Que los españoles somos los europeos más apasionados, no hay lugar a dudas. Pero nuestra naturaleza no es la única responsable, pues el romanticismo de ciudades como Barcelona, Valencia o Sevilla resulta innegable. Sus plazas y jardines, una osada arquitectura y la siempre impresionante geografía mediterránea aportan una dosis extra de pasión a nuestros Romeos y Julietas, que no puede encontrarse en ningún otro lugar del mundo. Si estás buscando lugares románticos para explorar en pareja, no dejes de leer, pues la siguiente selección contiene los rincones clave para vivir experiencias inolvidables. ¿Te animas a descubrirlos?
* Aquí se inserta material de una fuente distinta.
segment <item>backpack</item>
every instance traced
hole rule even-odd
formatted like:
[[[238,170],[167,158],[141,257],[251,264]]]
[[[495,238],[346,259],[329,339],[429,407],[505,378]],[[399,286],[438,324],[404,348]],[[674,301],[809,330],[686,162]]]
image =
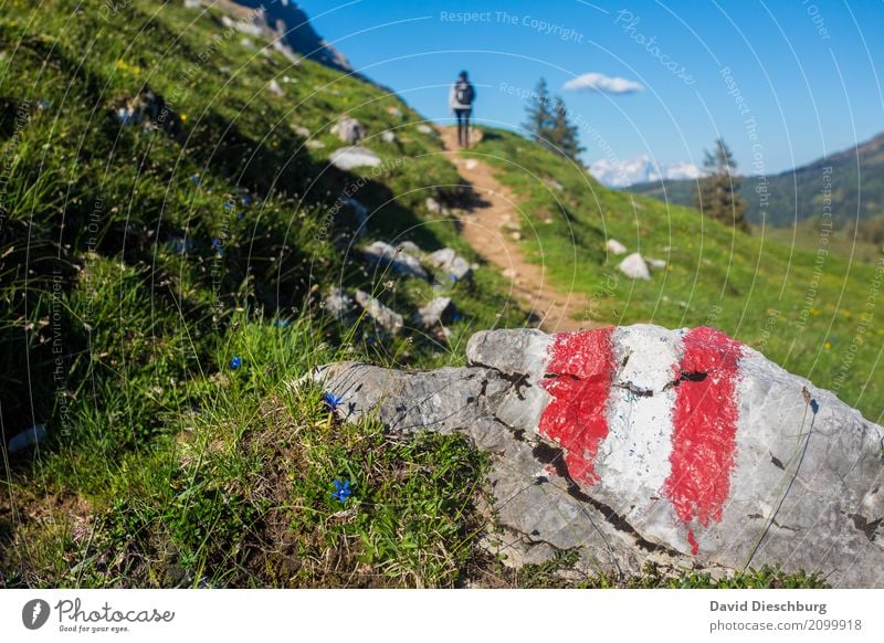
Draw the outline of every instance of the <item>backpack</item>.
[[[474,97],[473,85],[470,83],[457,83],[454,86],[454,97],[461,105],[472,105]]]

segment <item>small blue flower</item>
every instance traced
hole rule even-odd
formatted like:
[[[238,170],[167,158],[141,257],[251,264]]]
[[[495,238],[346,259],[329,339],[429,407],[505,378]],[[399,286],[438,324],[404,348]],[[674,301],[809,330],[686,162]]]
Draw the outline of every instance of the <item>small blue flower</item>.
[[[350,481],[345,479],[340,482],[339,479],[335,481],[335,491],[332,493],[332,497],[338,500],[341,505],[347,502],[352,495],[352,489],[350,488]]]
[[[325,402],[329,411],[337,411],[343,401],[344,398],[340,398],[335,393],[323,393],[323,402]]]

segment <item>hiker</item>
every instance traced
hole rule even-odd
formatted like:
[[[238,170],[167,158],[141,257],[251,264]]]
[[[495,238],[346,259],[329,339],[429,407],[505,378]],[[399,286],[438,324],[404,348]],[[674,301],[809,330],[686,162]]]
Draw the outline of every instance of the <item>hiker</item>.
[[[457,117],[457,145],[470,146],[470,115],[473,113],[473,101],[476,99],[476,89],[466,80],[466,72],[461,72],[457,82],[449,92],[449,107]]]

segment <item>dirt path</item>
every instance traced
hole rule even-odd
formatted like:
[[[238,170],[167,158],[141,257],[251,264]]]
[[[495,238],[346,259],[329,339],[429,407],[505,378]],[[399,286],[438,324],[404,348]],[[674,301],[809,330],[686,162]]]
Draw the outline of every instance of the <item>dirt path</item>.
[[[591,319],[581,320],[590,307],[585,295],[556,291],[546,280],[545,267],[528,263],[517,241],[524,214],[513,192],[494,178],[494,170],[486,162],[460,156],[455,128],[441,128],[440,134],[445,155],[481,200],[461,218],[463,238],[509,280],[513,296],[530,310],[544,330],[556,333],[597,326]]]

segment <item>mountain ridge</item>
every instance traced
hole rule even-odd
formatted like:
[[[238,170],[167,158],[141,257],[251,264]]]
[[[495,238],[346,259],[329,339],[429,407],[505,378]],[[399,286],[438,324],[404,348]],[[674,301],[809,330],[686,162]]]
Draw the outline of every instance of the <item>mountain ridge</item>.
[[[884,133],[793,170],[764,177],[766,183],[760,176],[741,178],[740,193],[748,205],[746,215],[756,224],[765,221],[771,225],[791,225],[822,217],[827,205],[831,208],[835,228],[884,215]],[[696,180],[665,179],[635,183],[624,190],[693,205],[696,186]],[[762,209],[765,190],[767,204]],[[825,203],[827,199],[831,203]]]

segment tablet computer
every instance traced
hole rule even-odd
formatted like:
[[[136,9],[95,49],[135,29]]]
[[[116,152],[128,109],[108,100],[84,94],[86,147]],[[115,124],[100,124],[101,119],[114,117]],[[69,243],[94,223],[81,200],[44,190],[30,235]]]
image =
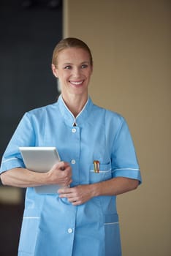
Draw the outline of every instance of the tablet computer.
[[[46,173],[61,161],[56,147],[19,147],[26,167],[38,173]],[[39,194],[57,193],[59,184],[34,187]]]

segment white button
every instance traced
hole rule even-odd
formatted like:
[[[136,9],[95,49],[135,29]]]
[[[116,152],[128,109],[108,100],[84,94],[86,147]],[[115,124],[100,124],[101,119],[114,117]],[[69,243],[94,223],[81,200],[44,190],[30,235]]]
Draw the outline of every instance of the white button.
[[[69,229],[68,229],[68,233],[69,233],[69,234],[72,233],[72,231],[73,231],[72,228],[69,228]]]
[[[75,162],[76,162],[76,161],[75,161],[75,159],[72,159],[72,165],[75,165]]]

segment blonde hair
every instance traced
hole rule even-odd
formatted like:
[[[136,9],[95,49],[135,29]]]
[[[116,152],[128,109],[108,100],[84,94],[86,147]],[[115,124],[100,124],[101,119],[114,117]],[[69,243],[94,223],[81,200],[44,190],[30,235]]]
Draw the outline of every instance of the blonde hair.
[[[82,48],[86,50],[90,56],[91,65],[93,65],[93,58],[90,48],[83,41],[75,37],[64,38],[56,45],[53,53],[52,64],[56,67],[59,52],[69,48]]]

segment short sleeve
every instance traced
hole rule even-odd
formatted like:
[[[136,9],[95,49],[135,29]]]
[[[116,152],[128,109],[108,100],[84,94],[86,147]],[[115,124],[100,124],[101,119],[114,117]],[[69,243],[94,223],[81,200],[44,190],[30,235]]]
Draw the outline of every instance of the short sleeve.
[[[35,135],[28,113],[25,113],[15,131],[2,157],[0,173],[15,167],[24,167],[19,147],[35,145]]]
[[[113,177],[126,177],[142,182],[132,138],[127,123],[123,117],[113,141],[112,166]]]

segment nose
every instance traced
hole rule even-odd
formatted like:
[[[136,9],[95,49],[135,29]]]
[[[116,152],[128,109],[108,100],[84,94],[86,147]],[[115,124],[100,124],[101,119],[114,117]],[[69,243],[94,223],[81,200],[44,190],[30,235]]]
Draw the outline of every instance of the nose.
[[[73,76],[75,77],[75,78],[79,78],[80,77],[80,68],[79,67],[75,67],[74,69],[73,69],[73,73],[72,73],[72,75],[73,75]]]

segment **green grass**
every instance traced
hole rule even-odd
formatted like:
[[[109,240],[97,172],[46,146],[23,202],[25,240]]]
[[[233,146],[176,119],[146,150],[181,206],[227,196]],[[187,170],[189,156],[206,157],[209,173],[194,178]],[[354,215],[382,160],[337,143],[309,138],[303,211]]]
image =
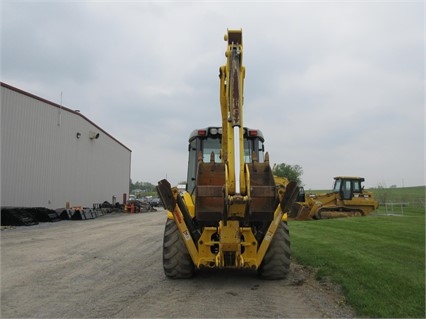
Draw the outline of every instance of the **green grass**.
[[[290,221],[293,257],[343,288],[358,316],[425,317],[425,209]]]

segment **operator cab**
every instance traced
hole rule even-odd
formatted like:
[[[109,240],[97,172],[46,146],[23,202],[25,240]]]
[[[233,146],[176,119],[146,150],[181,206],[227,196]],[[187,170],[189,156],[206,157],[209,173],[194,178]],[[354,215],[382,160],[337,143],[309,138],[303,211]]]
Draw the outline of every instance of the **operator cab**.
[[[244,128],[244,162],[251,163],[252,154],[255,152],[260,163],[264,162],[264,138],[260,130]],[[222,128],[207,127],[192,131],[188,145],[188,175],[186,190],[193,193],[196,186],[196,172],[198,154],[201,152],[203,162],[210,161],[210,155],[214,153],[214,161],[221,163]]]
[[[354,193],[362,193],[364,178],[362,177],[342,177],[334,178],[333,193],[340,193],[343,200],[351,200]]]

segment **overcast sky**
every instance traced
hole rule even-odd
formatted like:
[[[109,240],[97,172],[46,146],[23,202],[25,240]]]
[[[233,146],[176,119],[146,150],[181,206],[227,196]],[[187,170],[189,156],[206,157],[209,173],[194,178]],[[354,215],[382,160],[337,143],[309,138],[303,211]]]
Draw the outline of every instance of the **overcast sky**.
[[[219,66],[243,30],[245,125],[271,163],[366,187],[425,185],[423,1],[1,1],[1,81],[81,113],[132,150],[131,178],[186,179],[220,124]]]

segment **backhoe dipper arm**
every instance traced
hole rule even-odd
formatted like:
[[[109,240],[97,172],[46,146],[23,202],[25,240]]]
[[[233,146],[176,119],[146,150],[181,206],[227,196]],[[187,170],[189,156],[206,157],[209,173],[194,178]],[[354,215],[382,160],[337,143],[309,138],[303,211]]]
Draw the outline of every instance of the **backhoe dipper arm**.
[[[241,30],[228,30],[226,65],[220,67],[220,105],[222,113],[222,156],[228,169],[228,194],[246,193],[243,143],[243,89],[245,68]]]

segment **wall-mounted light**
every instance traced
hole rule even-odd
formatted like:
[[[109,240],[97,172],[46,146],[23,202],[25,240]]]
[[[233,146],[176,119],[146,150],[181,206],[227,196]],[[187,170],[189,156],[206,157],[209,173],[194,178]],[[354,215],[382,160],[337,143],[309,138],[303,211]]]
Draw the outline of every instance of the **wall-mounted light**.
[[[90,131],[89,137],[90,137],[91,140],[95,140],[95,139],[97,140],[99,138],[99,133]]]

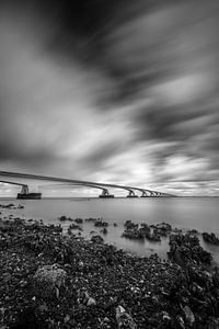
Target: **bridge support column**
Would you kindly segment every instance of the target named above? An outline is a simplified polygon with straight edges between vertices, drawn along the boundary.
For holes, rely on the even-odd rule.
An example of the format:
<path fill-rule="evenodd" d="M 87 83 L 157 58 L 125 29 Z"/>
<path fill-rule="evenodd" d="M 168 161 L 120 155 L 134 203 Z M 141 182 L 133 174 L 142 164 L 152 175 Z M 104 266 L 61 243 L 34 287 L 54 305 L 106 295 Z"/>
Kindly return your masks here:
<path fill-rule="evenodd" d="M 28 194 L 28 185 L 22 185 L 21 194 Z"/>
<path fill-rule="evenodd" d="M 108 193 L 108 190 L 104 189 L 102 194 L 99 195 L 99 197 L 102 197 L 102 198 L 110 198 L 110 197 L 114 197 L 113 194 L 110 194 Z"/>
<path fill-rule="evenodd" d="M 134 191 L 129 191 L 127 197 L 138 197 L 138 195 L 136 195 Z"/>
<path fill-rule="evenodd" d="M 18 193 L 16 198 L 42 198 L 42 193 L 30 193 L 28 185 L 22 185 L 21 193 Z"/>

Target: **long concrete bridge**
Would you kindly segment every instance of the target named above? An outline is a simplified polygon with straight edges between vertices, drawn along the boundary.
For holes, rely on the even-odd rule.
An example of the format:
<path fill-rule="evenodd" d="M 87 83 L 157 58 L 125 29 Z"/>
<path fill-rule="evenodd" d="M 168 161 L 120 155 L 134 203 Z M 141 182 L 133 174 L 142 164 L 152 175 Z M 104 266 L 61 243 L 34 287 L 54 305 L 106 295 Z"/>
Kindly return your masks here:
<path fill-rule="evenodd" d="M 4 179 L 7 178 L 7 179 Z M 20 182 L 14 182 L 11 179 L 19 179 Z M 114 197 L 113 194 L 108 192 L 108 189 L 122 189 L 128 191 L 127 197 L 138 197 L 136 191 L 141 192 L 141 197 L 154 197 L 154 196 L 175 196 L 169 193 L 163 193 L 160 191 L 152 191 L 149 189 L 136 188 L 136 186 L 127 186 L 120 184 L 110 184 L 110 183 L 99 183 L 99 182 L 91 182 L 91 181 L 81 181 L 81 180 L 72 180 L 66 178 L 56 178 L 56 177 L 48 177 L 48 175 L 39 175 L 39 174 L 30 174 L 30 173 L 18 173 L 18 172 L 10 172 L 10 171 L 0 171 L 0 182 L 21 185 L 22 190 L 21 193 L 18 194 L 19 198 L 41 198 L 41 193 L 30 193 L 28 185 L 24 180 L 37 180 L 37 181 L 47 181 L 47 182 L 58 182 L 61 185 L 72 185 L 72 186 L 87 186 L 92 189 L 102 190 L 102 194 L 99 197 Z"/>

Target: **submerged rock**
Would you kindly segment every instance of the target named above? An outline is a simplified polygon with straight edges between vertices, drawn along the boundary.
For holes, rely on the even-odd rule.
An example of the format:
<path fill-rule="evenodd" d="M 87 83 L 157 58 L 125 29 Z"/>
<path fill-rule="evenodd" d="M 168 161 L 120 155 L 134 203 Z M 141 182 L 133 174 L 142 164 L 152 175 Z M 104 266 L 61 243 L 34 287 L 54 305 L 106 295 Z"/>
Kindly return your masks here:
<path fill-rule="evenodd" d="M 103 243 L 104 239 L 101 236 L 93 236 L 91 238 L 91 241 L 94 242 L 94 243 Z"/>
<path fill-rule="evenodd" d="M 215 246 L 219 246 L 219 238 L 216 237 L 216 235 L 214 232 L 208 234 L 208 232 L 203 232 L 203 239 L 204 241 L 215 245 Z"/>
<path fill-rule="evenodd" d="M 123 306 L 116 307 L 116 320 L 118 329 L 137 329 L 136 322 L 132 317 L 125 310 Z"/>

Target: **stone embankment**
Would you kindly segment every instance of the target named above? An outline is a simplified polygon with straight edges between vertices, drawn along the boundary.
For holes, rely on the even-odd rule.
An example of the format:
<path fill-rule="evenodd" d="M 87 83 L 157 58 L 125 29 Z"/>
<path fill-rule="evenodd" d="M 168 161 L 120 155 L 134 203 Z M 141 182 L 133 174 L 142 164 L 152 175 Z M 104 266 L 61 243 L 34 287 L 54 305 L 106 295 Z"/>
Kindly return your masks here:
<path fill-rule="evenodd" d="M 0 328 L 219 328 L 211 256 L 193 232 L 173 234 L 165 224 L 151 230 L 169 237 L 168 261 L 130 256 L 100 236 L 85 240 L 60 226 L 1 219 Z"/>

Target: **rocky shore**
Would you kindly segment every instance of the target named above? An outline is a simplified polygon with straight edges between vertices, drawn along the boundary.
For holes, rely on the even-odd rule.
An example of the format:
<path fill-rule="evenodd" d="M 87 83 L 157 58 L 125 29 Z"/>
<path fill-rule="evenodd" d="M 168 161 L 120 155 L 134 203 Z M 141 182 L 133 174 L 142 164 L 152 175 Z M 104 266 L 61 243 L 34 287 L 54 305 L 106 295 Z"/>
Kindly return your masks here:
<path fill-rule="evenodd" d="M 196 232 L 130 222 L 125 229 L 169 236 L 169 260 L 60 226 L 0 219 L 0 329 L 219 328 L 219 269 Z"/>

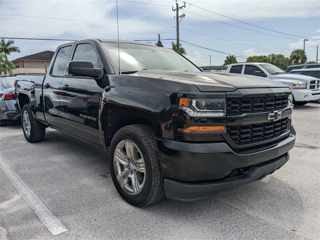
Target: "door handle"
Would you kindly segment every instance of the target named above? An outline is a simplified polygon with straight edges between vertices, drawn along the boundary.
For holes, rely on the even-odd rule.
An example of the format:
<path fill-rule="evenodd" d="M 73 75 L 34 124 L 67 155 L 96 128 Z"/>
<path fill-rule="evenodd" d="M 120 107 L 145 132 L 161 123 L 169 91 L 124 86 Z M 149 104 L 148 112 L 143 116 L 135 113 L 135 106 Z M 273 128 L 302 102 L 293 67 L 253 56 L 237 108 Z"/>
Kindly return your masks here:
<path fill-rule="evenodd" d="M 70 88 L 68 85 L 64 85 L 62 86 L 62 90 L 64 90 L 65 91 L 68 91 L 69 90 L 69 88 Z"/>

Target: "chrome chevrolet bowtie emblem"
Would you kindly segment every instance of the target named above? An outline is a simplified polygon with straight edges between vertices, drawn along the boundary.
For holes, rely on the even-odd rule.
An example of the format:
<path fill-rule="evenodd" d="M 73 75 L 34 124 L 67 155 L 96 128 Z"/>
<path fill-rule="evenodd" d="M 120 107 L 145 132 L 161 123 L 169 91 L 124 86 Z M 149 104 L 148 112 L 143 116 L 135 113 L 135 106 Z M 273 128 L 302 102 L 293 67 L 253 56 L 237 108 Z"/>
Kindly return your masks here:
<path fill-rule="evenodd" d="M 281 118 L 281 114 L 282 112 L 281 111 L 274 111 L 272 112 L 269 114 L 268 116 L 268 120 L 277 120 Z"/>

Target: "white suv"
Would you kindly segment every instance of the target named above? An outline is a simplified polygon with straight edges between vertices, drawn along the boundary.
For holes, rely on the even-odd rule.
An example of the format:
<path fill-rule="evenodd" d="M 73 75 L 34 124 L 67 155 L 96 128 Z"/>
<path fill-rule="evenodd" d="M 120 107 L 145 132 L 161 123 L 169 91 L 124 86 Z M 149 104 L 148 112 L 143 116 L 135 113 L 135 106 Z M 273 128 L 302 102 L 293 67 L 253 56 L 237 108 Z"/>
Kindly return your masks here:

El Laberint d’Horta en Barcelona

Prestigiosos films como El perfume o El Laberinto del Fauno rodaron muchas de sus icónicas escenas en este parque barcelonés, levantado hacia el 1853, siendo su estilo neoclásico y su gran longevidad un motivo de orgullo para la Ciudad Condal. A diferencia de otros recintos ajardinados, en el Laberint d’Horta se prohibió convenientemente el tránsito de bicicletas y la entrada de mascotas, con el fin de proporcionar la paz que caracteriza a su laberíntico recorrido. De ahí que pasear por este parque, siempre en un silencio casi místico, sea una de las actividades más codiciadas por los enamorados.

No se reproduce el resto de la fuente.